COMANCHE CO., Okla_ For the past week or so, women going door to door selling children's books have spawned panic throughout Comanche County.
Social media postings have accused the women of running a human trafficking ring and using the sale of books as a ploy to get inside you home to steal your children. Calls have poured into our newsroom and comments posted on our facebook page asking us to investigate. We did and found out local law enforcement has been swamped, too, as people who've encountered the women face-to-face shared their concerns.
What is real is a panicked public. They are so panicked, the Oklahoma Bureau of Narcotics and the City of Walters each posted statements to their facebook pages. They say while it is true there is a group of people selling books door to door, they are doing nothing illegal. The group is operating under city soliciting permits, even under one here in Lawton. After conducting their own investigation, the OBN said they found no evidence of human trafficking or forced labor of any kind. They said the solicitors are college interns working for a publishing company recognized by the Better Business Bureau.
So, is it a facebook legend or a cause for concern? For Ashley Gordon, who lives with her husband and two small children near Walters, that answer is clear.
"My husband called me and immediately said, 'Do you remember seeing those facebook posts about women trafficking children?'" Gordon said. "I said, 'Yes.' He said, 'They just came here.' I said, 'No way!' He said, 'Yeah!'"
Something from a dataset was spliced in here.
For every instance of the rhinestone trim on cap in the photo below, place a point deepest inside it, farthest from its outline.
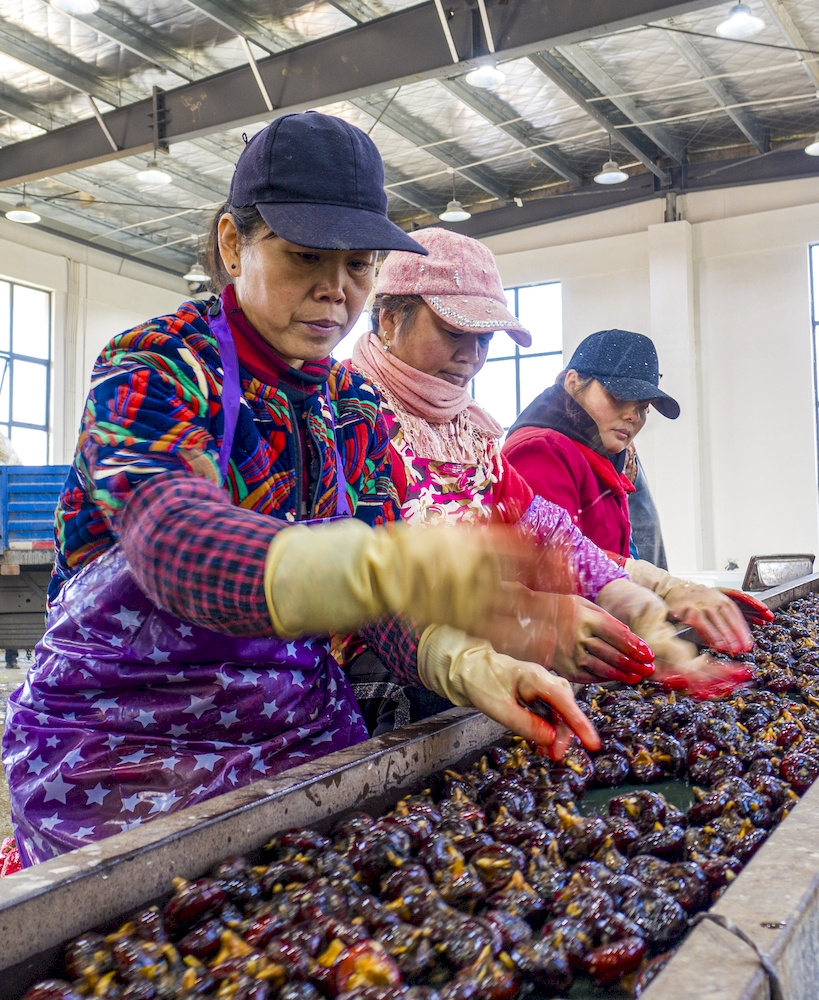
(482, 324)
At this point, Lawton Police Detective Nancy Lombardo said these stories of human trafficking and child snatching are unfounded. In fact, the only proof anyone has found of anything only verifies that the group people with foreign accents going door-to-door are operating legally.
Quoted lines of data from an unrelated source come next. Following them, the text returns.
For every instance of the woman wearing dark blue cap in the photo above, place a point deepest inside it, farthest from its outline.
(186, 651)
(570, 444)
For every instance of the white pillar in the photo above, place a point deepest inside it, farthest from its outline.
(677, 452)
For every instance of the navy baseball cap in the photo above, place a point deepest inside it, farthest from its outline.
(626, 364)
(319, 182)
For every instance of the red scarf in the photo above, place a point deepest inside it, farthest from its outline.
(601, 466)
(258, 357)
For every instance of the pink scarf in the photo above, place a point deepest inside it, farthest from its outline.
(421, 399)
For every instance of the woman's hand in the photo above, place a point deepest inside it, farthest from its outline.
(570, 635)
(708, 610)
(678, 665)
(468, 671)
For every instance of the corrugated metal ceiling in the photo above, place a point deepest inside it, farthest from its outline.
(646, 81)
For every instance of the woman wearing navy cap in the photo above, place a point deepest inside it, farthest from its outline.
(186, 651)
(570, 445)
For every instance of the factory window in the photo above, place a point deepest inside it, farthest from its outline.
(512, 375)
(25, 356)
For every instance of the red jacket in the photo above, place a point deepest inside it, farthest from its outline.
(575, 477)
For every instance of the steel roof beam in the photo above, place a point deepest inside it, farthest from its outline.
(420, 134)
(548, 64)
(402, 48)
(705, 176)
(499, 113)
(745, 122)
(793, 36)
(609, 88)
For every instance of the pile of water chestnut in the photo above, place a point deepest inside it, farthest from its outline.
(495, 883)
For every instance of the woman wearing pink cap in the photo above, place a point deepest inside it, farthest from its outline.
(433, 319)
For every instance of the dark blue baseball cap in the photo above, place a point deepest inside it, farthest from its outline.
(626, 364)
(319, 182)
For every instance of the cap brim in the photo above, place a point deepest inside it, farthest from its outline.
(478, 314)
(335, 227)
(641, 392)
"These are exchange students," Lombardo said. "They are from a different county. They are here on a visa. We ran background checks to the extent that we could on a visa. I worked with licensing and permits people, and we did deem it as a legitimate business."
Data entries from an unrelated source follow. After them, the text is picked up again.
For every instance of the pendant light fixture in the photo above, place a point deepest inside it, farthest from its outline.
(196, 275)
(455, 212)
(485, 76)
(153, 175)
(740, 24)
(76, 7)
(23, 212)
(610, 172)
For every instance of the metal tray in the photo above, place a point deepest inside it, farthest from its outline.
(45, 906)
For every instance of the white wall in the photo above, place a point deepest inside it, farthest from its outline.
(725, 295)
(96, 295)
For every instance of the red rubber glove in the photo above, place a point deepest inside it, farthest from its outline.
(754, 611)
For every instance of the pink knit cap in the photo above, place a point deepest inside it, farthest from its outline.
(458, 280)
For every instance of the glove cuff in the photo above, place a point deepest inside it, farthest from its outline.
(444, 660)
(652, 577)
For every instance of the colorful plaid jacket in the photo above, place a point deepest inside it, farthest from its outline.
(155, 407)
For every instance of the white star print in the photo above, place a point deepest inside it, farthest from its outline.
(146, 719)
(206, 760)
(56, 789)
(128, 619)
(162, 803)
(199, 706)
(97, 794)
Several people posted to our facebook wall, claiming the women specifically asked about their children. They said it made many of them leery.
Lombardo said it's easily explained.
"I think it's causing their alert to go up, because they are referring to children," Lombardo said. "They are legitimately trying to sell children's books, and I think that's why they are asking if there are children in the home. It's not realistic to sell children's books to adults."
Gordon said she's seen the proof of licensing, but along with many others, she's still a little uneasy. She said while she no longer believes her children are in danger, the women's manner of business is still cause for concern. She said even after a woman visited her house once, she later came back while operating under what appeared to be bold pressure tactic.
"As soon as we pulled down our dirt road, she was there right behind us," Gordon said. "She was following us. My husband did not go home. She went to our house. That made us nervous, so we drove by. She continued to follow us, and we had to kind of get away from her."
Lombardo said that's where this group may be at fault.
"If you're not interested in their services, just tell them," Lombardo said. "If they aren't walking away politely, I want to know about that because that's not how we want them to conduct business."
Gordon said in rural areas, it's not uncommon for homeowners to answer the door with a gun when addressing strangers. A friend of hers did that leaving one solicitor speechless before turning around and walking away.